Si en el imaginario occidental Shakespeare es el dramaturgo que —retomando la fórmula de Harold Bloom— “inventó” lo humano en sentido moderno, Maquiavelo es el pensador que dio forma teórica a los inicios de la política moderna, entendida como construcción histórica, ni absoluta ni eterna, del poder y de su legitimidad. Con amplitud intelectual renacentista, Maquiavelo fue también un destacado dramaturgo de su tiempo, autor de varias comedias en prosa. La mandrágora es una de esas obras en las que el deseo y los vínculos son también materia política de construcción y disputa. En esta pieza Calímaco, un rico joven florentino recién llegado de París, busca obsesivamente acostarse con la bella Lucrecia, casada con el ingenuo y veterano Nicias, con quien no logra tener un hijo. Asistido por un pícaro oportunista y un fraile codicioso (personaje que logra extraordinarios momentos de comicidad), Calímaco elabora un muy maquiavélico plan, con falsa poción de la fertilidad incluida, para lograr su objetivo.
El deseo de Lucrecia, tanto en el aspecto erótico como en el maternal, es la casilla vacía de la obra, es lo sustraído, como aquella célebre carta robada que queda oculta ante la vista de todos; la versión de Alarcón aprovecha ese flagrante silencio y lo hace sonar con fuerza. La ironía se desliza en el tono de las actuaciones, en sutiles y lúdicas intervenciones sobre el texto. Mediante una puesta muy eficaz que se sustenta sobre todo en el consistente y preciso trabajo de las actuaciones (notable todo el elenco: Agustín Gagliardi, Nicolás Levín, Guido Pécora, Luis Petriz, Sol Sañudo, Esteban Schemberg, Katia Szechtman, Gabino Torlaschi), la versión se apropia de la crítica sarcástica a la iglesia y a la sociedad florentina del Cinquecento que hay en el texto para poner en juego asuntos apremiantes del presente como la separación de la iglesia y el estado, el aborto, la libertad para decidir sobre el cuerpo propio, los enquistados estereotipos de género.

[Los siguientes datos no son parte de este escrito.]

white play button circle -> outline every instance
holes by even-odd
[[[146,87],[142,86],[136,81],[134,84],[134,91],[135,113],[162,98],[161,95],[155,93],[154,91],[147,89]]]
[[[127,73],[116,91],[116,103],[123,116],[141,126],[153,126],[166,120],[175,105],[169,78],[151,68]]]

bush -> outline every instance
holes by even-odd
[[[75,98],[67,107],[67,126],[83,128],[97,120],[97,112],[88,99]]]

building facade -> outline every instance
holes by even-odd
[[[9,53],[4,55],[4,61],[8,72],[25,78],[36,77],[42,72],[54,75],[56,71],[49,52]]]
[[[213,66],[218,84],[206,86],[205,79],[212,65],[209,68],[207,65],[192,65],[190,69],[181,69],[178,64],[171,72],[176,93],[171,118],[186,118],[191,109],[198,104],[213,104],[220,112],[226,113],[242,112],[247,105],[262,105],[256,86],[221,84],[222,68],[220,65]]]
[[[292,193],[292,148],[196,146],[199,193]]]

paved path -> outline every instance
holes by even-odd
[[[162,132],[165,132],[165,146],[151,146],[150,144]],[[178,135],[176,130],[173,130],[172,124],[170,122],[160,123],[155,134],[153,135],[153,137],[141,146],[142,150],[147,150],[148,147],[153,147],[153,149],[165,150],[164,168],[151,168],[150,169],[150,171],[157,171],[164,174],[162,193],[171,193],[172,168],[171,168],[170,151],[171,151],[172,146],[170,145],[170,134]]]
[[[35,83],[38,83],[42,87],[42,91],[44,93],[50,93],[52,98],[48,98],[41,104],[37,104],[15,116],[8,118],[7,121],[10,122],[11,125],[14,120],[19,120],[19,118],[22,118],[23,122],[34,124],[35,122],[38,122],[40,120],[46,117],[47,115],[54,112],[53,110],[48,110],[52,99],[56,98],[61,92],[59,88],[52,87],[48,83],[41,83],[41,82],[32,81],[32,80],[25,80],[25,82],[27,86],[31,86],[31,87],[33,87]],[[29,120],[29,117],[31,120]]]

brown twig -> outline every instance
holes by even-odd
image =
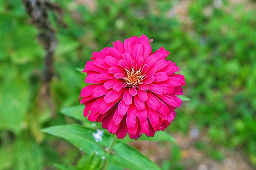
[[[57,40],[55,32],[49,20],[48,10],[57,11],[59,14],[58,22],[62,26],[63,11],[56,3],[47,0],[23,0],[26,11],[30,17],[31,23],[38,30],[37,39],[45,51],[44,68],[41,76],[41,94],[48,103],[52,115],[55,115],[55,107],[50,97],[49,83],[54,75],[53,54]]]

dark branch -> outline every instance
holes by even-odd
[[[59,14],[58,23],[65,26],[62,21],[63,11],[58,4],[47,0],[23,0],[23,4],[30,17],[31,23],[38,30],[37,39],[45,51],[44,68],[41,77],[41,94],[48,103],[54,115],[55,107],[50,96],[49,83],[54,75],[53,54],[57,40],[55,31],[49,19],[47,10],[56,11]]]

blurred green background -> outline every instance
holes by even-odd
[[[74,122],[59,110],[78,104],[84,75],[76,68],[90,53],[142,33],[154,40],[154,50],[170,51],[168,59],[185,75],[184,93],[191,99],[167,130],[181,142],[157,163],[196,170],[208,162],[189,158],[193,152],[220,166],[239,153],[245,167],[256,167],[255,0],[52,1],[64,9],[68,26],[59,26],[49,13],[58,40],[50,84],[55,116],[40,95],[44,50],[21,1],[0,1],[0,170],[75,163],[79,152],[41,129]],[[186,140],[189,146],[180,144]]]

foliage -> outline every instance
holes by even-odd
[[[169,130],[186,133],[192,125],[200,130],[207,129],[212,147],[241,149],[256,165],[255,6],[234,6],[223,1],[220,7],[215,6],[213,0],[195,0],[188,3],[185,14],[180,14],[174,9],[177,5],[167,0],[110,3],[99,0],[95,11],[75,1],[55,1],[64,9],[64,20],[68,26],[59,27],[55,14],[51,14],[58,41],[55,56],[55,75],[51,84],[57,110],[78,104],[79,91],[86,85],[82,82],[84,75],[75,68],[83,67],[91,52],[111,45],[111,42],[143,33],[154,39],[153,50],[163,46],[171,52],[169,59],[177,63],[186,78],[184,94],[191,101],[178,109]],[[86,152],[81,161],[76,161],[80,157],[78,150],[41,131],[51,125],[79,122],[58,112],[52,119],[49,106],[41,97],[44,51],[36,40],[37,33],[21,1],[0,1],[0,170],[52,169],[55,163],[61,164],[55,164],[59,169],[76,169],[88,160],[93,164],[100,164],[101,158],[93,152]],[[61,112],[84,122],[82,126],[61,125],[65,128],[95,130],[99,127],[79,116],[81,111],[69,109]],[[110,138],[105,133],[104,136]],[[76,147],[84,147],[67,137],[60,137]],[[167,138],[165,140],[172,140]],[[110,140],[106,139],[106,142]],[[130,147],[118,142],[117,145]],[[204,150],[221,159],[221,154],[213,152],[211,147]],[[174,150],[176,155],[178,150]],[[177,162],[177,169],[180,167],[180,159],[173,159]],[[163,167],[168,169],[173,165],[166,161],[167,163]],[[76,167],[63,165],[75,164]],[[116,164],[111,165],[117,167],[111,169],[119,169]]]

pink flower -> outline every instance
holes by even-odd
[[[102,122],[102,128],[123,139],[127,133],[137,139],[153,136],[174,119],[181,100],[184,76],[179,67],[166,60],[169,52],[161,47],[152,53],[153,40],[143,34],[113,43],[92,53],[83,72],[87,73],[79,96],[84,116]]]

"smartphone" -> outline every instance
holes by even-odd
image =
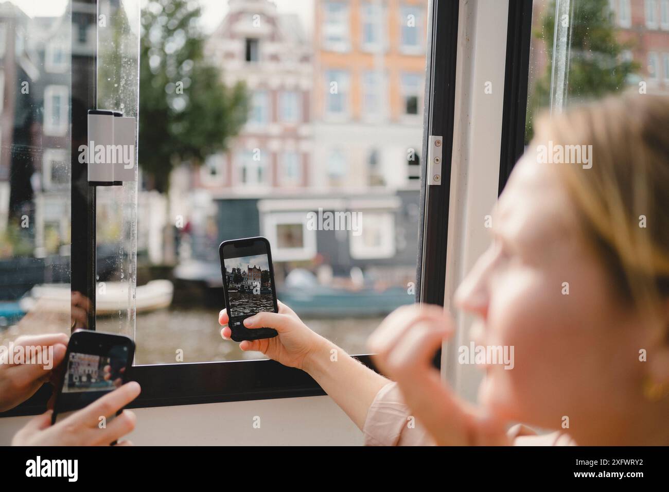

El cuidado vestuario basta para disponer un ambiente y un tiempo distantes. En el fondo de un escenario despojado, una suerte de enredadera, la famosa mandrágora que en la mitología y en la obra cuenta con poderes mágicos y afrodisíacos, esconde a medias a los actores, que salen y entran en el espacio escénico según los requiere la acción. En la penumbra del foro, el coro bufo apenas oculto exclama, viva o comenta algunos momentos clave de la ficción. Esa pequeña y ruidosa turba parece invitar al público a reírse y, por qué no, comentar también, ser parte de una experiencia teatral tan divertida como inteligente.
La mandrágora, de Nicolás Maquiavelo, dirección de Fernanda Alarcón, Teatro Payró, Buenos Aires.